Il 24 marzo Mavilla scrive a Matteo Piantedosi direttamente su WhatsApp: “Onorevole ministro Piantedosi, mi permetto di scriverLe in via diretta per segnalarLe una questione che ritengo di estrema rilevanza per la sicurezza nazionale”. E gli spiega: “Durante una mia consueta attività di navigazione con il browser Tor (poi ha verificato anche navigando in chiaro, ndr), ho riscontrato la presenza pubblica e facilmente accessibile di una quantità significativa di dati riconducibili a enti e istituzioni dello Stato. In particolare, oltre a informazioni relative a un’agenzia governativa, risultano esposti anche dati appartenenti a persponale delle forze dell’ordine, tra cui Polizia di Stato, Carabinieri e Guardia di Finanza
Comprendendo la delicatezza del tema, ho ritenuto doveroso segnalare tempestivamente quanto riscontrato sia a esponenti che si occupano di sicurezza nazionale, sia al Commissariato di Pubblica sicurezza online.

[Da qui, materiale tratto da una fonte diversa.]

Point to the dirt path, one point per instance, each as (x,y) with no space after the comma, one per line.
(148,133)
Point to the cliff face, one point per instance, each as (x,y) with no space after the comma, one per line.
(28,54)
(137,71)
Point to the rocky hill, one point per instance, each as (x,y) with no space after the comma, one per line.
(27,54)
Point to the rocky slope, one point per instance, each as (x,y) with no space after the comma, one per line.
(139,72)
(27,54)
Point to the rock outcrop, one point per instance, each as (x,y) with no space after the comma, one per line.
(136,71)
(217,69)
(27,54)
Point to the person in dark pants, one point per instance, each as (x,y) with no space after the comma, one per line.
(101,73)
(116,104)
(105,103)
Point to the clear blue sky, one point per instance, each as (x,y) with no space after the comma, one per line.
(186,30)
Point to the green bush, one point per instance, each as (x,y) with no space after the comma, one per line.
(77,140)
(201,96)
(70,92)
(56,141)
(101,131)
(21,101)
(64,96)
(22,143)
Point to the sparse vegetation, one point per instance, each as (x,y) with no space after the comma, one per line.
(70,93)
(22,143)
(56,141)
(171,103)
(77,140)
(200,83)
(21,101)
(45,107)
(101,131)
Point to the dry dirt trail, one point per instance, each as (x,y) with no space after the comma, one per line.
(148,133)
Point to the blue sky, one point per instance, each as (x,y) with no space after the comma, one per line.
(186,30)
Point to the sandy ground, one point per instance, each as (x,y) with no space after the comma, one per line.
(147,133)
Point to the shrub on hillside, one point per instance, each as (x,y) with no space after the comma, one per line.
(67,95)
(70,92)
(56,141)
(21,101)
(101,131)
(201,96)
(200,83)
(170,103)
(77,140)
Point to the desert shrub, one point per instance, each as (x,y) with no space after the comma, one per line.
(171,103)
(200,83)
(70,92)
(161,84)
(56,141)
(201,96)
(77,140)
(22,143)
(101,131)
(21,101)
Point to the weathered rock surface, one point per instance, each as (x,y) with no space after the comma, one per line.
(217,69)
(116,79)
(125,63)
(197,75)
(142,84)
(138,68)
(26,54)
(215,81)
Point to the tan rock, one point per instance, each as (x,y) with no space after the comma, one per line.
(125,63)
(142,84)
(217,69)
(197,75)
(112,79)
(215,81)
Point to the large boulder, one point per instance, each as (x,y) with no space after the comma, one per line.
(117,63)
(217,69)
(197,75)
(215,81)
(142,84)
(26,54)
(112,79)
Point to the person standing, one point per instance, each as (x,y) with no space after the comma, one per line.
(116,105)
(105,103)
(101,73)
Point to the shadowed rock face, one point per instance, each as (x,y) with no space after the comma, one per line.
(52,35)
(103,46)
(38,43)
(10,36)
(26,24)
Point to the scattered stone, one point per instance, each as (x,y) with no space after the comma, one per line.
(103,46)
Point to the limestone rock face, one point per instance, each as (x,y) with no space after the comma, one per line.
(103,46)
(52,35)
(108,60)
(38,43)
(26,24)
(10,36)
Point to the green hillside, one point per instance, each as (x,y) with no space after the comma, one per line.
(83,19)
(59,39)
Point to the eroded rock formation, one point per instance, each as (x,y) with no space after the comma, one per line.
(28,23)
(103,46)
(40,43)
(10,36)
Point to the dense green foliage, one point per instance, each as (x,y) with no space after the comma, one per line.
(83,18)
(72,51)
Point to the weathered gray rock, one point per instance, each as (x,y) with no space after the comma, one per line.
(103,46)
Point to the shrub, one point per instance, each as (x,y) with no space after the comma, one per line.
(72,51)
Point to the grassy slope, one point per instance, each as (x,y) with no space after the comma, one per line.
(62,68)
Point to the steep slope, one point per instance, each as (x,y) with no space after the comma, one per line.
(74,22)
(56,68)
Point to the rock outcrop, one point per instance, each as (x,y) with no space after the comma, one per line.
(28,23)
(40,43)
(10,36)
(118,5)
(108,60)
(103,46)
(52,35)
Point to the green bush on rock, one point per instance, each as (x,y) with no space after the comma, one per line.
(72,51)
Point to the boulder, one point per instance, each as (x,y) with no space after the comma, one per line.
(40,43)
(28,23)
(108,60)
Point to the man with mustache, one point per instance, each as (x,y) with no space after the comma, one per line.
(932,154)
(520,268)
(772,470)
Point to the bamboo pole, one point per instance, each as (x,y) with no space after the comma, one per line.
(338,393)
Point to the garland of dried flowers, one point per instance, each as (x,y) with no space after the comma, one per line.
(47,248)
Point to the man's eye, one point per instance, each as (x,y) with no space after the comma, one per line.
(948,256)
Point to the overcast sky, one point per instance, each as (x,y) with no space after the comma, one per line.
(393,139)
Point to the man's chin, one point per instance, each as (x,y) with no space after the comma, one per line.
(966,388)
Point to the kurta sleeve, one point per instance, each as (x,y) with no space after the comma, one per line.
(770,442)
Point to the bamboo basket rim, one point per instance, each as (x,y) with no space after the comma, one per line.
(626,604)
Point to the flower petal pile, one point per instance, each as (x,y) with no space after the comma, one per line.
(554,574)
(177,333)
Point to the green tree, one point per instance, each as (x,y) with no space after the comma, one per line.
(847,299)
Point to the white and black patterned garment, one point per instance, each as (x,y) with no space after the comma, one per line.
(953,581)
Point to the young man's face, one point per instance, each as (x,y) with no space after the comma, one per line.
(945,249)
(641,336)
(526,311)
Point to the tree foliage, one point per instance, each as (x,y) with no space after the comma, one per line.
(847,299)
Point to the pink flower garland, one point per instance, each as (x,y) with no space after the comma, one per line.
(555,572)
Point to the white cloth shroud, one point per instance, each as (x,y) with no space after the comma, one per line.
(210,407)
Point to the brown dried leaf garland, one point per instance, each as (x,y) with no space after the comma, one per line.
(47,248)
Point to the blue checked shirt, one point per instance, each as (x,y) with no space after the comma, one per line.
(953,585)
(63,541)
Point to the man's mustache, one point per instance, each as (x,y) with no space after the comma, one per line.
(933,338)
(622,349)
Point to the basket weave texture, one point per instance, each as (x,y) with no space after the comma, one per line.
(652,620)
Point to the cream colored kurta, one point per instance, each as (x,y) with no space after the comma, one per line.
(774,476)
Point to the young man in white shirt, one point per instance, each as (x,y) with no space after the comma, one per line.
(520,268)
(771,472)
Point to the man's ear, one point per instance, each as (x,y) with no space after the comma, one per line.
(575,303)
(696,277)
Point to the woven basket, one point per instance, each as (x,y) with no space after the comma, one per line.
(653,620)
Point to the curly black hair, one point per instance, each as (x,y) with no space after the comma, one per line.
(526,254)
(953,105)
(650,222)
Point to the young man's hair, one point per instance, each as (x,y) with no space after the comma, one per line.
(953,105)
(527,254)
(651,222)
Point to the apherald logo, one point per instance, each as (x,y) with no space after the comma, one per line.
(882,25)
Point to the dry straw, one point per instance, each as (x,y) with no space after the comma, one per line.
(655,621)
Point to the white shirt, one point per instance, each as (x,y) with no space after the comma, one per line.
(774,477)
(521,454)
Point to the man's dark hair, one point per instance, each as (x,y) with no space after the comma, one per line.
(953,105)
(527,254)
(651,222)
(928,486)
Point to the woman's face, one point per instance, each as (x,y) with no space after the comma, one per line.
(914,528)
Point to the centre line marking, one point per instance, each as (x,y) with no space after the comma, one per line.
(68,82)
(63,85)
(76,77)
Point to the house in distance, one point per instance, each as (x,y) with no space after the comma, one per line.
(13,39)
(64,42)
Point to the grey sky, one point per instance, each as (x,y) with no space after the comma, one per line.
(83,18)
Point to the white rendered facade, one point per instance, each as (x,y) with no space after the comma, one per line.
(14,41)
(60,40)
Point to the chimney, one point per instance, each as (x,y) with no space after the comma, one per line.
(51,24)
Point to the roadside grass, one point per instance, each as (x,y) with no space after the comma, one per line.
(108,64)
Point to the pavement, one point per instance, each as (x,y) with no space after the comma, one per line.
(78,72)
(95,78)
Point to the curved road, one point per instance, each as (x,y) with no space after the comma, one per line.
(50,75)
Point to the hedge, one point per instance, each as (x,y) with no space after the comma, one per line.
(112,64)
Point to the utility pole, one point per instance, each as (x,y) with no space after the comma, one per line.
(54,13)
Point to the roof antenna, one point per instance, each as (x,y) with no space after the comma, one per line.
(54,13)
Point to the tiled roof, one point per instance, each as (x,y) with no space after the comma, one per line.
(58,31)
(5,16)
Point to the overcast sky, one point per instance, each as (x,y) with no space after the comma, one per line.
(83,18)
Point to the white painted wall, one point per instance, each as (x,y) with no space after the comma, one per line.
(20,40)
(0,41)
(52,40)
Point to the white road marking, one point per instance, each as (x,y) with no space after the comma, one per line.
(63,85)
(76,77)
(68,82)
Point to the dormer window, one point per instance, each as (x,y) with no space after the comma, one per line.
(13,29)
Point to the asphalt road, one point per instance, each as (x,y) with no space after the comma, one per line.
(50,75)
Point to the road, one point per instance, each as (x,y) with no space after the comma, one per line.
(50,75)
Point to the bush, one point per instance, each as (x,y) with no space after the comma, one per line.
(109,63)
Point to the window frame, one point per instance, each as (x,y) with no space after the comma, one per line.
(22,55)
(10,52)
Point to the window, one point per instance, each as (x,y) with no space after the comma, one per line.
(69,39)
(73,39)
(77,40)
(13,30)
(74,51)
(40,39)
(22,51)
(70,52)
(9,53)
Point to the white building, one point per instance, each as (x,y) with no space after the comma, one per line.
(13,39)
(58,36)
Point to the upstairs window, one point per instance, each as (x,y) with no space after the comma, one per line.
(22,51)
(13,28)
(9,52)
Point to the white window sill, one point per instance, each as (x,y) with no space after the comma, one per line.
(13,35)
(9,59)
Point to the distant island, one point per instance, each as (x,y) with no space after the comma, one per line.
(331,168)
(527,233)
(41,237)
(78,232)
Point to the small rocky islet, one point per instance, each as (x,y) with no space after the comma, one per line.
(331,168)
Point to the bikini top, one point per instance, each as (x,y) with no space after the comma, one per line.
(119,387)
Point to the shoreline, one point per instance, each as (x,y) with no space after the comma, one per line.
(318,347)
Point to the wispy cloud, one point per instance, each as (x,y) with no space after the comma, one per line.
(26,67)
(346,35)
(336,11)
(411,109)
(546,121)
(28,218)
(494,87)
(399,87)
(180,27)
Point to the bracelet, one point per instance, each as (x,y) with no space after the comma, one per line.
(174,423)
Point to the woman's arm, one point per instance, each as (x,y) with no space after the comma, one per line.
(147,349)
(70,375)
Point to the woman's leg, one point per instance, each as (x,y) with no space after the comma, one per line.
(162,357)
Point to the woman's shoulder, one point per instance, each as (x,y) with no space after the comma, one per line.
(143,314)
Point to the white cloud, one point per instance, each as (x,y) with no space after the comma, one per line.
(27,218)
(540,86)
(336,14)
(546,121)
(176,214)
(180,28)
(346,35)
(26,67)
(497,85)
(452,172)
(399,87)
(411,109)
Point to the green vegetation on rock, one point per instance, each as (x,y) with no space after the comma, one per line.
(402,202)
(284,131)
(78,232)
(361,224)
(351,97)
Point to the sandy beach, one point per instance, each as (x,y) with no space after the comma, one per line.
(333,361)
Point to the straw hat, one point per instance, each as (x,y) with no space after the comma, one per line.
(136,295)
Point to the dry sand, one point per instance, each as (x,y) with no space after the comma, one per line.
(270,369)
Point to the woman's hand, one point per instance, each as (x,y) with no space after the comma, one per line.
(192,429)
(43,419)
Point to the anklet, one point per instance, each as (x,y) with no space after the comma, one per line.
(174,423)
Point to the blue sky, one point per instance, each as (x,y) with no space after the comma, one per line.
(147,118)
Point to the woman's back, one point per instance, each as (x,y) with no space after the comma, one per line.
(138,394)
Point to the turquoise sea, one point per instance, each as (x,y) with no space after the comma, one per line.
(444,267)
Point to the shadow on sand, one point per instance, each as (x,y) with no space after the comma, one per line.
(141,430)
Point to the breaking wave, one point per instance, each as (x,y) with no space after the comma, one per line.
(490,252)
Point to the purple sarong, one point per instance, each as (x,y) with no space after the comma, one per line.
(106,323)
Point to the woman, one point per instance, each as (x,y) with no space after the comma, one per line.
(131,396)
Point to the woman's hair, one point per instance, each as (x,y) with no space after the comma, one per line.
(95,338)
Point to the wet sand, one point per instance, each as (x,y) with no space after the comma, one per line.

Tuttavia temo che la gravità del caso sia stata fortemente sottovalutata (…)”.
Nessuna risposta, come comprensibile, e la sensazione, da parte di Mavilla, di essere stato tempestivamente bloccato su WhatsApp dal ministro Piantedosi. Ma Mavilla non si ferma. Il 27 marzo scrive perfino a Juliane Gallina, vicedirettrice della CIA per l’innovazione digitale . Mavilla l’avverte con un messaggio su LinkedIn: “Volevo farle sapere che le ho inviato una email che contiene un rapporto sensibile in merito alla possibile esposizione online di informazioni che riguardano Lei e alcuni suoi colleghi”. Anche la numero della 2 della Cia per l’innovazione digitale, come prevedibile, no gli risponderà mai. Ma c’è qualcuno che finalmente gli risponde.
Quello stesso 27 marzo, infatti, Mavilla viene finalmente contattato dalla Polizia postale. Gli agenti hanno preso sul serio le sue informazioni e vogliono approfondire la situazione.